Unable to update Account Settings, OnPatient Settings, Staff Permissions
Incident Report for DrChrono
Postmortem

Settings Update Issues

Summary

Issues occurred on September 23, 2021 which made Doctor Settings, Account Settings (CRM), Staff Permissions, or Onpatient Settings unable to save due to timeouts.

Timeline (EST, 24-hour clock)

All times are EST.

Date/Time Activity
2021-09-23 11:27:28 Started receiving initial reports of the issue.
2021-09-23 11:27:28 DevOps team started investigating potential causes.
2021-09-23 11:32:49 Possible related errors identified in logs.
2021-09-23 11:34:28 Possible issue with Celery identified. Started monitoring Celery.
2021-09-23 11:43:21 Problematic behavior with Celery observed again.
2021-09-23 11:49:01 Continued testing and observing Celery
2021-09-23 11:55:32 Engineering team identified a potential issue with the code.
2021-09-23 12:03:30 Account Management team identified an issue in Sentry that could also be related.
2021-09-23 12:09:44 Restarted the Celery queues on all of the servers.
2021-09-23 12:26:33 Engineering started implementing a code fix.
2021-09-23 13:00:57 Status Page created.
2021-09-23 13:14:02 Started deployment of the code fix to the staging environment.
2021-09-23 13:22:55 Started testing code fix in staging.
2021-09-23 14:20:27 Fixes deployed to staging verified and approved for deployment to production.
2021-09-23 14:22:22 Started deployment of the code fix to the production environment.
2021-09-23 15:17:29 Started testing code fix in production.
2021-09-23 15:38:00 Testing in production finished and fix verified. Status page updated.

Contributing Factor(s)

Display updates to information under Account Settings were delayed for ~5 minutes. This is due to all information being cached for 5 minutes, regardless of any changes. A fix for this existing issue was implemented where the cache was cleared after each account update.

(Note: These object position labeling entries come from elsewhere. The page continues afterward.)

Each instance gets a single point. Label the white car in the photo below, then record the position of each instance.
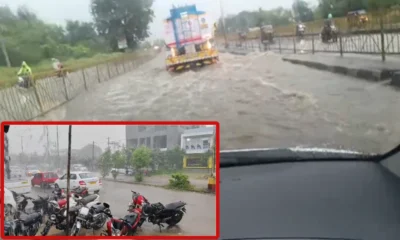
(81, 179)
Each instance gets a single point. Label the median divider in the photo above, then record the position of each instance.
(50, 91)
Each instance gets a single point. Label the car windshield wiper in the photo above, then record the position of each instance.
(291, 238)
(262, 156)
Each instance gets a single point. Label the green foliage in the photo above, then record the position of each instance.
(28, 38)
(118, 159)
(180, 181)
(105, 163)
(115, 174)
(141, 158)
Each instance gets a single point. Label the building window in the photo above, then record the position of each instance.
(160, 128)
(206, 144)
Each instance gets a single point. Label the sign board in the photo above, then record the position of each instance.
(122, 43)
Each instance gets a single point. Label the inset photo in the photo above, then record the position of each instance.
(110, 179)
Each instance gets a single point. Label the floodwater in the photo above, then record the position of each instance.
(259, 100)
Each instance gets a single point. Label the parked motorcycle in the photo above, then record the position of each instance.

This overloaded Redis and caused the subsequent performance issues.

Stabilization Steps

To stabilize the platform a code issue was identified and a hotfix was created, deployed, and validated.

Impact

The majority of our customers would have experienced slowness from the increased database activity which is slower than the Redis cache.

Corrective Actions

Engineering fixed the identified code issue and the fix was deployed and verified.

Posted Sep 29, 2021 - 12:56 PDT

Resolved
This incident has been resolved.
Posted Sep 23, 2021 - 12:37 PDT
Monitoring
A fix has been implemented and we are monitoring the results.
Posted Sep 23, 2021 - 12:18 PDT
Identified
The issue has been identified and a fix is being implemented.
Posted Sep 23, 2021 - 11:17 PDT
Investigating
We are currently investigating an issue preventing users from updating Account Settings, OnPatient Settings, and Staff Permissions. We will provide and update here with more information as soon as possible.
Posted Sep 23, 2021 - 10:00 PDT
This incident affected: drchrono.com.